Aldo Brina, chargé d’information au Centre social protestant (CSP) a récemment qualifié la nouvelle procédure administrative «d’auto-goal» pour les autorités puisque les personnes concernées vont “disparaître des radars administratifs avec tout ce que ça implique de risques sanitaires, humains, sociaux, voir même sécuritaire”.

La Coalition article 12 a organisé plusieurs rassemblements de contestation et aussi une permanence continue de bénévoles au poste de police du SARA à l’aéroport de Genève, sensée rassurer les personnes obligée d’y passer. Malheureusement ils ne pourront rien si la police décide d’exécuter un renvoi.

De son côté, l’Hospice général, sous l’autorité du Conseiller d’Etat Mauro Poggia – qui sera réélu le 6 mai – a décidé d’ignorer la nouvelle procédure en continuant de donner l’aide d’urgence même aux personnes qui ne sont pas passées par le SARA et l’OCPM.

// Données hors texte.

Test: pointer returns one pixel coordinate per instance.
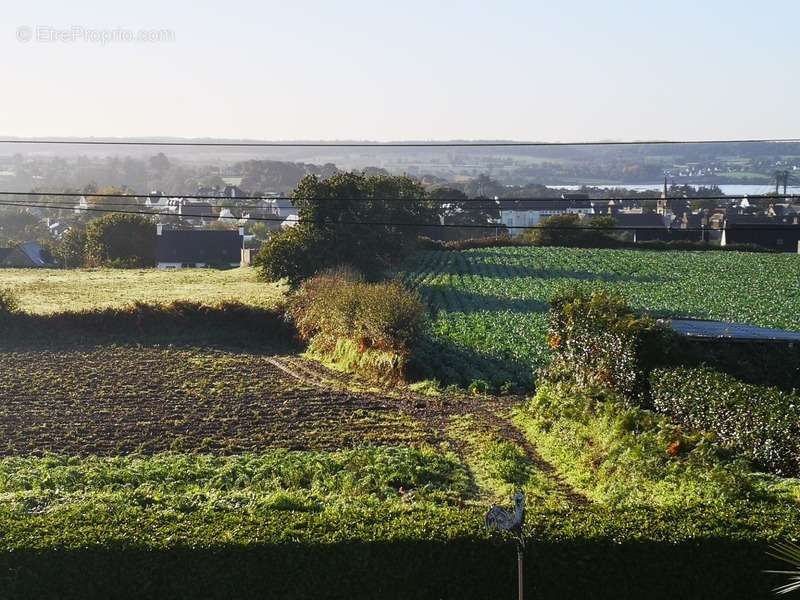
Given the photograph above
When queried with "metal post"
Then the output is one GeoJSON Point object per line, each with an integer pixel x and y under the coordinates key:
{"type": "Point", "coordinates": [520, 571]}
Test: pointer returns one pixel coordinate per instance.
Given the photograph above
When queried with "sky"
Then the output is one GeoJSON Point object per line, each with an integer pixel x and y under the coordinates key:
{"type": "Point", "coordinates": [565, 70]}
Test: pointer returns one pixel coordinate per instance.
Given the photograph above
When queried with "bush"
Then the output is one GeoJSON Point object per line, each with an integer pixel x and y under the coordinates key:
{"type": "Point", "coordinates": [368, 325]}
{"type": "Point", "coordinates": [598, 340]}
{"type": "Point", "coordinates": [330, 232]}
{"type": "Point", "coordinates": [123, 240]}
{"type": "Point", "coordinates": [293, 254]}
{"type": "Point", "coordinates": [761, 423]}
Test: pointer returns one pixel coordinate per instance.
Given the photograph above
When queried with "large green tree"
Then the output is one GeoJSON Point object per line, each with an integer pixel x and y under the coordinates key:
{"type": "Point", "coordinates": [350, 218]}
{"type": "Point", "coordinates": [121, 240]}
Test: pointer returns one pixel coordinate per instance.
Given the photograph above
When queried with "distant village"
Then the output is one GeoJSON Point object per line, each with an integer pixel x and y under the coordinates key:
{"type": "Point", "coordinates": [224, 224]}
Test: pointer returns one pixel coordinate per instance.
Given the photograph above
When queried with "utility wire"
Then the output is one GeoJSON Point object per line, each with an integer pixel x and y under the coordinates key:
{"type": "Point", "coordinates": [454, 144]}
{"type": "Point", "coordinates": [770, 227]}
{"type": "Point", "coordinates": [486, 201]}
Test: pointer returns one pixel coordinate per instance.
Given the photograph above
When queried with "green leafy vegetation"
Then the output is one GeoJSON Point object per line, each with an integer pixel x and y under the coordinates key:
{"type": "Point", "coordinates": [489, 305]}
{"type": "Point", "coordinates": [758, 422]}
{"type": "Point", "coordinates": [329, 234]}
{"type": "Point", "coordinates": [367, 326]}
{"type": "Point", "coordinates": [120, 240]}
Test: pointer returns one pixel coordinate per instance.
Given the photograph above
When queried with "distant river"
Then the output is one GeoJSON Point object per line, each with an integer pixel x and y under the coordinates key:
{"type": "Point", "coordinates": [730, 190]}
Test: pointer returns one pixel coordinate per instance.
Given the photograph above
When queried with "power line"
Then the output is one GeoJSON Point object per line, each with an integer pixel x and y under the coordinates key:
{"type": "Point", "coordinates": [776, 227]}
{"type": "Point", "coordinates": [453, 144]}
{"type": "Point", "coordinates": [486, 201]}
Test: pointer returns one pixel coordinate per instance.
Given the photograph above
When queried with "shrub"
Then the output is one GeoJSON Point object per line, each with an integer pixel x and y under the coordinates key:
{"type": "Point", "coordinates": [346, 318]}
{"type": "Point", "coordinates": [122, 240]}
{"type": "Point", "coordinates": [598, 340]}
{"type": "Point", "coordinates": [293, 254]}
{"type": "Point", "coordinates": [761, 423]}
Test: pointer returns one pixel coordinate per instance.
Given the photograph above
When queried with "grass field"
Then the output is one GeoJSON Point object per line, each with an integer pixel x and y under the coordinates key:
{"type": "Point", "coordinates": [46, 291]}
{"type": "Point", "coordinates": [227, 467]}
{"type": "Point", "coordinates": [489, 305]}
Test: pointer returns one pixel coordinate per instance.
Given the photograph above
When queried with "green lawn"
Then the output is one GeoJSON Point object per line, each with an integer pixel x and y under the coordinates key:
{"type": "Point", "coordinates": [46, 291]}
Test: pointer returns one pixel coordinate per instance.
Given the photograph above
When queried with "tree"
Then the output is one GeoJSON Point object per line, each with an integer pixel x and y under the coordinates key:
{"type": "Point", "coordinates": [18, 225]}
{"type": "Point", "coordinates": [121, 240]}
{"type": "Point", "coordinates": [71, 250]}
{"type": "Point", "coordinates": [570, 230]}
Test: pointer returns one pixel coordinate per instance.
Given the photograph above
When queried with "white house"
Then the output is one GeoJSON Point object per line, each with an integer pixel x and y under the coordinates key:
{"type": "Point", "coordinates": [518, 214]}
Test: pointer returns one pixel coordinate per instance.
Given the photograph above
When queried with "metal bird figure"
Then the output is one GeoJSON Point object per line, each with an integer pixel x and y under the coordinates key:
{"type": "Point", "coordinates": [500, 518]}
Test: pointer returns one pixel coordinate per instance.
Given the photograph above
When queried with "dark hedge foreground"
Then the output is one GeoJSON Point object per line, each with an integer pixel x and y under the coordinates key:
{"type": "Point", "coordinates": [464, 570]}
{"type": "Point", "coordinates": [699, 552]}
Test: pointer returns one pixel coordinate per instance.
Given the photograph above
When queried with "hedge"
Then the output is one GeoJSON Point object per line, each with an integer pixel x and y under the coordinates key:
{"type": "Point", "coordinates": [582, 553]}
{"type": "Point", "coordinates": [761, 423]}
{"type": "Point", "coordinates": [368, 327]}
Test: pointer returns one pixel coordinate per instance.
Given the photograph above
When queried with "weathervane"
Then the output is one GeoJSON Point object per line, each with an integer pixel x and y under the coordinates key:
{"type": "Point", "coordinates": [499, 519]}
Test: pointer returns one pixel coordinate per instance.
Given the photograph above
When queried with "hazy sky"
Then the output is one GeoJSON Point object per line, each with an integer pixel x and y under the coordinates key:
{"type": "Point", "coordinates": [345, 69]}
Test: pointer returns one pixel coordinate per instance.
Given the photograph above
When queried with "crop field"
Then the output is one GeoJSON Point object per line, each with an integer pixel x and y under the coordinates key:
{"type": "Point", "coordinates": [489, 305]}
{"type": "Point", "coordinates": [47, 291]}
{"type": "Point", "coordinates": [221, 465]}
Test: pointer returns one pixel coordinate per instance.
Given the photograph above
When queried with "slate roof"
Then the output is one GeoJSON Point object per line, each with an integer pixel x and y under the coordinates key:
{"type": "Point", "coordinates": [198, 246]}
{"type": "Point", "coordinates": [638, 220]}
{"type": "Point", "coordinates": [737, 331]}
{"type": "Point", "coordinates": [540, 205]}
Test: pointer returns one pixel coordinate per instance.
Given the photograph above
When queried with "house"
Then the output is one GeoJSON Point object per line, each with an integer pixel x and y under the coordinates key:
{"type": "Point", "coordinates": [186, 248]}
{"type": "Point", "coordinates": [641, 227]}
{"type": "Point", "coordinates": [775, 233]}
{"type": "Point", "coordinates": [29, 254]}
{"type": "Point", "coordinates": [518, 214]}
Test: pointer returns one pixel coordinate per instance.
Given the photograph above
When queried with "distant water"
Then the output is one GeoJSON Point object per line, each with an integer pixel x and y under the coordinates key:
{"type": "Point", "coordinates": [730, 190]}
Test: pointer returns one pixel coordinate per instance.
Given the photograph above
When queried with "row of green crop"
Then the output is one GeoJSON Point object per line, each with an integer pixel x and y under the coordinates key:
{"type": "Point", "coordinates": [490, 304]}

Chasser de Suisse à coûts réduits sera cher à long-terme

Malheureusement, le projet pilote de l’OCPM va clairement dans le sens “d’une mesure pour faire disparaître”. Mais c’est aussi un moyen d’économiser sur les coûts des renvois. Les requérants déboutés sont d’ailleurs régulièrement encouragés par des policiers et des fonctionnaires de l’OCPM à quitter volontairement notre pays.

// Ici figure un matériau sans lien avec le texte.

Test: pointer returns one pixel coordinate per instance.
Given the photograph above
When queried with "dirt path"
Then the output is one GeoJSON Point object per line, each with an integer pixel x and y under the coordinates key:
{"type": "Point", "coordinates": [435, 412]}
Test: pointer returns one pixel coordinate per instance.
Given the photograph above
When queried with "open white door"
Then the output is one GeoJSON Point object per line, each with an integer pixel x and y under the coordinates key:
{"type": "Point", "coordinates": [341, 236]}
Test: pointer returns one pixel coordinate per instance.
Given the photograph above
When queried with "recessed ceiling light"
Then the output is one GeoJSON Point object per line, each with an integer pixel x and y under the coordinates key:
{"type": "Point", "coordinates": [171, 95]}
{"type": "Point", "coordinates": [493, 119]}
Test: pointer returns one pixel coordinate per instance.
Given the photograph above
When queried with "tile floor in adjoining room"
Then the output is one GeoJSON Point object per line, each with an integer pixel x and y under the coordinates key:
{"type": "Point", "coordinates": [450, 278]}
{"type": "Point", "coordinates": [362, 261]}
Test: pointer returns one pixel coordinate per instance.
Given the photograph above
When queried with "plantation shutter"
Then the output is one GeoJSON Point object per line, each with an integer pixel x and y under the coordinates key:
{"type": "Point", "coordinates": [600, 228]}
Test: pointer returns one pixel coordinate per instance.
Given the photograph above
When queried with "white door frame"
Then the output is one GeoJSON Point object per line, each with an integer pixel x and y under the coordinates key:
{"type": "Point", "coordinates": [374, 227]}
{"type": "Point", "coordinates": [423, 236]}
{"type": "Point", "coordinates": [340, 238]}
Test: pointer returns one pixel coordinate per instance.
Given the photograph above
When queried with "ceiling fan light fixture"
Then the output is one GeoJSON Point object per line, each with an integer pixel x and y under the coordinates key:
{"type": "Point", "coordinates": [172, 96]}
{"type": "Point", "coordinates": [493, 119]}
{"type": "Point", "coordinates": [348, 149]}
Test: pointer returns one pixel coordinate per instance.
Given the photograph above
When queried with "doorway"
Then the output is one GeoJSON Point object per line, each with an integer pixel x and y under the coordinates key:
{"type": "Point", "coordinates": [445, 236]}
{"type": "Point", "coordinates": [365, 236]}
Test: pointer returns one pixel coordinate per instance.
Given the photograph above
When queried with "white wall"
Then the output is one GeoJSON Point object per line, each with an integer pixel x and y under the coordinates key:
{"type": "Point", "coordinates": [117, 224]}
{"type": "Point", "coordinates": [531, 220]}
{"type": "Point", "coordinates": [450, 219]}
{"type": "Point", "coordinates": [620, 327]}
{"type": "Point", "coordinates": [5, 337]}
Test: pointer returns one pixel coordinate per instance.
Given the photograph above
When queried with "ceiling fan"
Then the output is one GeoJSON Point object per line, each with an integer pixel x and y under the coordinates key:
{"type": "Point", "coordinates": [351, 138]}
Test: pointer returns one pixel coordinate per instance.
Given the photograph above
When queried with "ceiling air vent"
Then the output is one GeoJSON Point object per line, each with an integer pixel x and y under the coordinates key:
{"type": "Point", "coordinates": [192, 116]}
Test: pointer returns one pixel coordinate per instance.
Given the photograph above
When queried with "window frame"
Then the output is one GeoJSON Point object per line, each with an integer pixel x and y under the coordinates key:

Le Conseil d’Etat ferait bien de réfléchir à plus long-terme sur le véritable impact de la nouvelle procédure très critiquée qui pourrait bien produire davantage de clandestins qui auront toujours besoin d’assistance. A long-terme, d’autres services sociaux seront sollicités pour prendre en charge ces personnes qui doivent se cacher des autorités pour éviter un renvoi. On pense évidemment à la Croix-rouge suisse, au Centre social protestant (CSP) et à d’autres associations d’aide comme Caritas Genève, Partage ou les Colis du coeur.